The National Crime Agency, which specialises in organised crime and which co-ordinated the arrests, thinks at least three of the men were mules. Though other arrests in Thailand and Colombia have detained members of Colombia’s air force and airport officials, the network behind the operation, especially its bosses, remains elusive. “There is no doubt there’s a wider organisation behind this, but we have not made any further arrests and we are not expecting to,” said Steve McIntyre, a senior NCA investigator, after the sentencing.

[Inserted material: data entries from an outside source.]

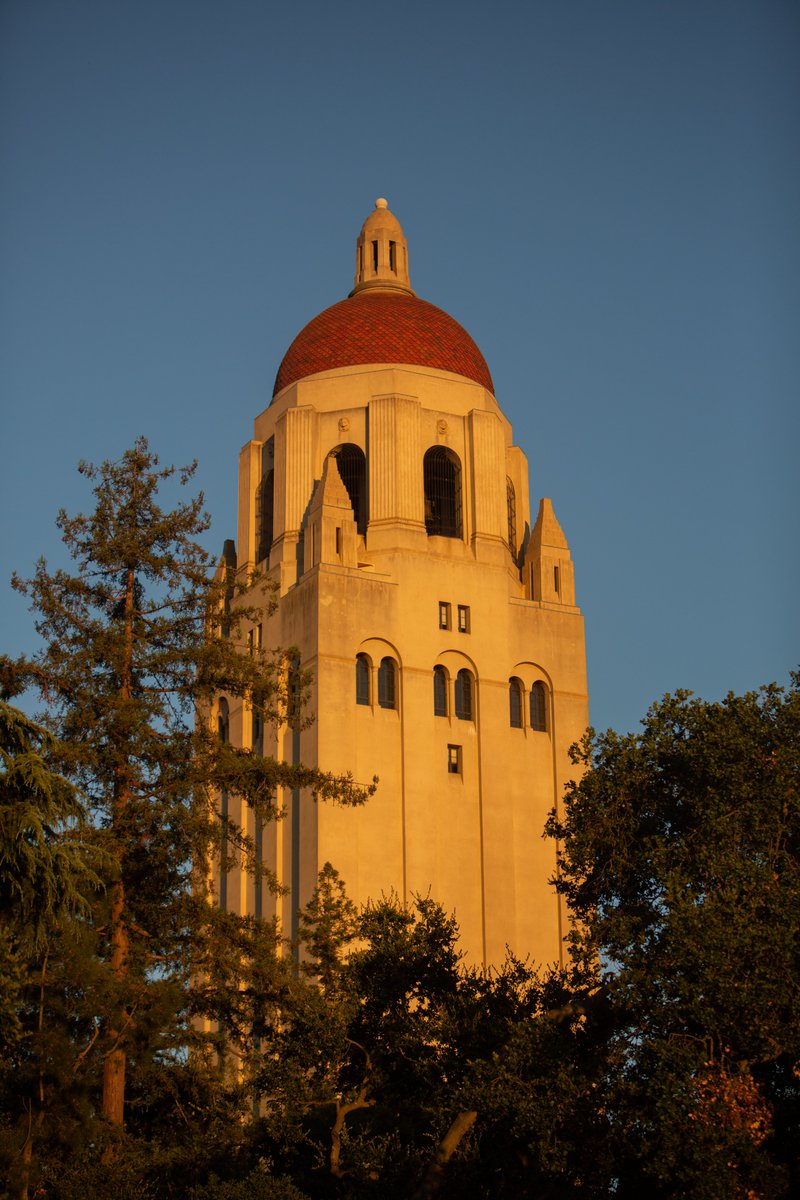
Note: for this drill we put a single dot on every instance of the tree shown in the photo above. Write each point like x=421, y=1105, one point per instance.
x=679, y=857
x=137, y=641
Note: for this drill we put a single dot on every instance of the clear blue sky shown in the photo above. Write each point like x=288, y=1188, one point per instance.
x=607, y=196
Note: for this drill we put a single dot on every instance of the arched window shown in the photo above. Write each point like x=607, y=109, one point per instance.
x=511, y=505
x=353, y=468
x=539, y=707
x=515, y=703
x=441, y=477
x=362, y=673
x=464, y=696
x=388, y=683
x=439, y=691
x=223, y=720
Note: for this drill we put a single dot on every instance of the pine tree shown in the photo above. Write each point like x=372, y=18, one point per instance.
x=138, y=642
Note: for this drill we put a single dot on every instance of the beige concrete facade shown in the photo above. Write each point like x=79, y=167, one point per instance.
x=429, y=580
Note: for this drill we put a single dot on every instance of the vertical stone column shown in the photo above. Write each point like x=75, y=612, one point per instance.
x=395, y=460
x=488, y=475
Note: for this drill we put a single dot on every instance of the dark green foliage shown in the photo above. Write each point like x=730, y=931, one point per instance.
x=680, y=862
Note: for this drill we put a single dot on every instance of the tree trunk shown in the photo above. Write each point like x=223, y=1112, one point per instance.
x=434, y=1174
x=115, y=1059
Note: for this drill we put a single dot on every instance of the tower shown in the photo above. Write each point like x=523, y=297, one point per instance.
x=383, y=495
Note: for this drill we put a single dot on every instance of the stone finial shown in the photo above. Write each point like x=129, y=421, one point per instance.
x=382, y=253
x=547, y=532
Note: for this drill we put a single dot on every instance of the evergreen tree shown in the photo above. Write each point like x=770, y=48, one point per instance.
x=138, y=645
x=680, y=861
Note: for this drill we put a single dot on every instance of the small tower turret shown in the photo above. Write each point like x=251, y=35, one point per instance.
x=548, y=570
x=382, y=253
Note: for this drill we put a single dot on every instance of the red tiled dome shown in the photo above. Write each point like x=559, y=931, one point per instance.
x=383, y=327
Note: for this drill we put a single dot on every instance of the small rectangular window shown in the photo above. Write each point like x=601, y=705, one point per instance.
x=254, y=640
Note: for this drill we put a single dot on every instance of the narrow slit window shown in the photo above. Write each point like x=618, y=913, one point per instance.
x=539, y=707
x=388, y=683
x=223, y=720
x=464, y=696
x=511, y=505
x=439, y=691
x=362, y=679
x=258, y=732
x=515, y=703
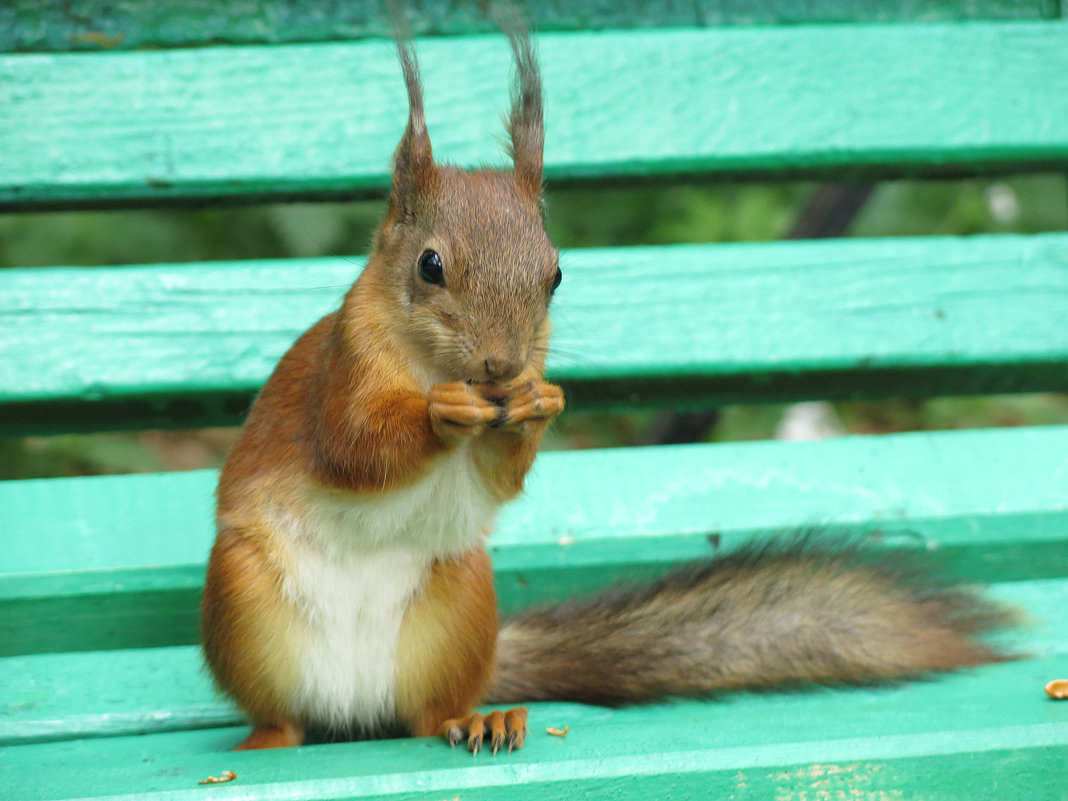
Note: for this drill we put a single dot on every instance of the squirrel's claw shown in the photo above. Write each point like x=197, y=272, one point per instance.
x=500, y=727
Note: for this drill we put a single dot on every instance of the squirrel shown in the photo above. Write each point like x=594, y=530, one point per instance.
x=349, y=593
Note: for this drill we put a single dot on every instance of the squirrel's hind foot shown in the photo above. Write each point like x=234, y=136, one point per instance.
x=500, y=727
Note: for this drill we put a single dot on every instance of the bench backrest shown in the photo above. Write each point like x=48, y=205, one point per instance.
x=169, y=104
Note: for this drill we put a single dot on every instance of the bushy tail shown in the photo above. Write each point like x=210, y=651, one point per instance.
x=767, y=615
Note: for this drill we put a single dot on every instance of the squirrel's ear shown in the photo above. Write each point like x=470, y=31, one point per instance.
x=524, y=124
x=413, y=159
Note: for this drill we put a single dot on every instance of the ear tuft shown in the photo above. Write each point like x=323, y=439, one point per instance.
x=524, y=123
x=413, y=171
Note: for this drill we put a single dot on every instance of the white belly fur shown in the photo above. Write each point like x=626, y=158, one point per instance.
x=355, y=562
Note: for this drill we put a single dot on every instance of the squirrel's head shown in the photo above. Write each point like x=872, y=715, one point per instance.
x=462, y=256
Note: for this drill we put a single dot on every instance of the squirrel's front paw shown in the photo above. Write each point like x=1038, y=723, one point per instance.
x=500, y=727
x=457, y=410
x=530, y=405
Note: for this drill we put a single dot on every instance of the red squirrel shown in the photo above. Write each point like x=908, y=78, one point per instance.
x=349, y=593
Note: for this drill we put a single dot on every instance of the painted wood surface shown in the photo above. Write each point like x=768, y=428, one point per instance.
x=118, y=561
x=108, y=693
x=990, y=727
x=320, y=120
x=187, y=344
x=96, y=25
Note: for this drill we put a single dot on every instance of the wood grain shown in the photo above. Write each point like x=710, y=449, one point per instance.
x=190, y=344
x=118, y=562
x=320, y=120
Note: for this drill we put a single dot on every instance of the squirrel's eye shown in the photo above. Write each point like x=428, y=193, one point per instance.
x=430, y=269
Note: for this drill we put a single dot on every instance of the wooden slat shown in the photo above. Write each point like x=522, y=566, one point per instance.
x=322, y=120
x=90, y=25
x=58, y=696
x=190, y=344
x=991, y=727
x=118, y=561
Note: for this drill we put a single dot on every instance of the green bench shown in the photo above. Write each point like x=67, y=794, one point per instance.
x=181, y=103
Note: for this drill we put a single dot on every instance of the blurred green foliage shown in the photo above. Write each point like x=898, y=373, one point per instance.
x=576, y=218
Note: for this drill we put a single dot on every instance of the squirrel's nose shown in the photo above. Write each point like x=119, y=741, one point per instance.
x=502, y=368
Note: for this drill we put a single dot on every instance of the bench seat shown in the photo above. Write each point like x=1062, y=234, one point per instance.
x=925, y=739
x=104, y=695
x=119, y=561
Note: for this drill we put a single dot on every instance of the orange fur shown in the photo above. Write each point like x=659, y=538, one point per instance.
x=244, y=627
x=448, y=642
x=406, y=387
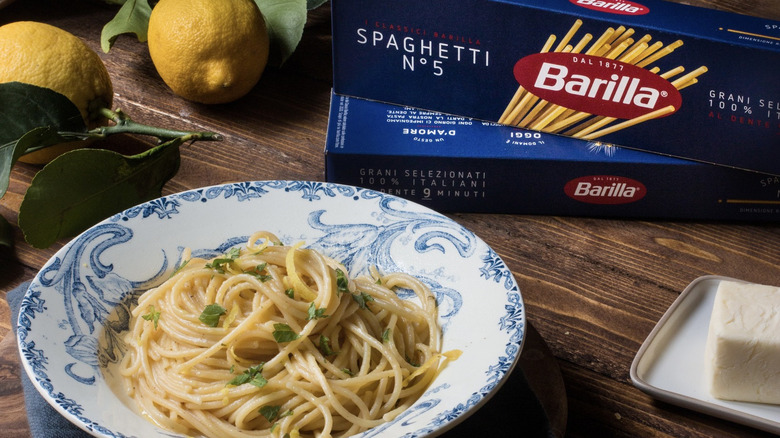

The Italian and Colombian press have reported that this wider organisation is the ’Ndrangheta. That seems eminently possible, given that the court heard that one of the four who helped plan and organise the smuggling is a 28-year-old Italian called Alessandro Iembo, who is originally from Cutro and whose family is known to the police. “According to investigative sources, some members of the Iembo family are considered close to the Grande Aracri family,” reported the southern Italian newspaper Il Quotidiano del Sud, adding, “It is difficult to say what role they played in this affair.”
Britain is yet to feel the ’Ndrangheta’s presence in the same way as, say, eastern Canada, where 15 people have died in mafia violence in the past decade; or Germany, where six people died in an ’Ndrangheta shootout in 2007 and where a dozen suspected ’Ndranghetisti were arrested in co-ordinated raids in January; or Slovakia, where Jan Kuciak, a 27-year-old journalist investigating the ’Ndrangheta’s links to politicians, was assassinated with his fiancée in February; or Australia or the US, where narcotics officers describe the group as a principal bulk importer of cocaine. But this year’s busts and convictions indicate the Calabrians are ever more integrated into the UK’s criminal landscape.
Just as evident is that the UK authorities are yet to have a handle on the new threat. The NCA has not listed the ’Ndrangheta as a priority, nor even a target, and in several visits I made to NCA headquarters this year, many of its officers appear not to have heard of it. Giving evidence to the home affairs select committee in June, the NCA director-general, Lynne Owens, appealed for a wholesale reform of UK law enforcement to face the new danger from global mafias, saying that, under the current setup, “There is a lot more [about organised crime] that we do not necessarily know.” The same month, Will Kerr, one of Owens’s main aides at the NCA, told a media briefing: “We are goalkeepers. Sometimes all we hear is the ball hitting the back of the net behind us.”
Italy’s experience suggests that for any British detective looking to uncover more about the ’Ndrangheta in the UK, finding more women like Leo Garofalo might be a good place to start. But even that window might be closing. During the maxi-trial, the key witness and mafia turncoat Antonio Valerio testified that the ’Ndrangheta’s response to the arrest of so many of its men had been to start dispensing with its age-old misogyny. “Now the women are in charge of this organisation,” he said, “because their husbands, brothers and sisters-in-law are in jail.”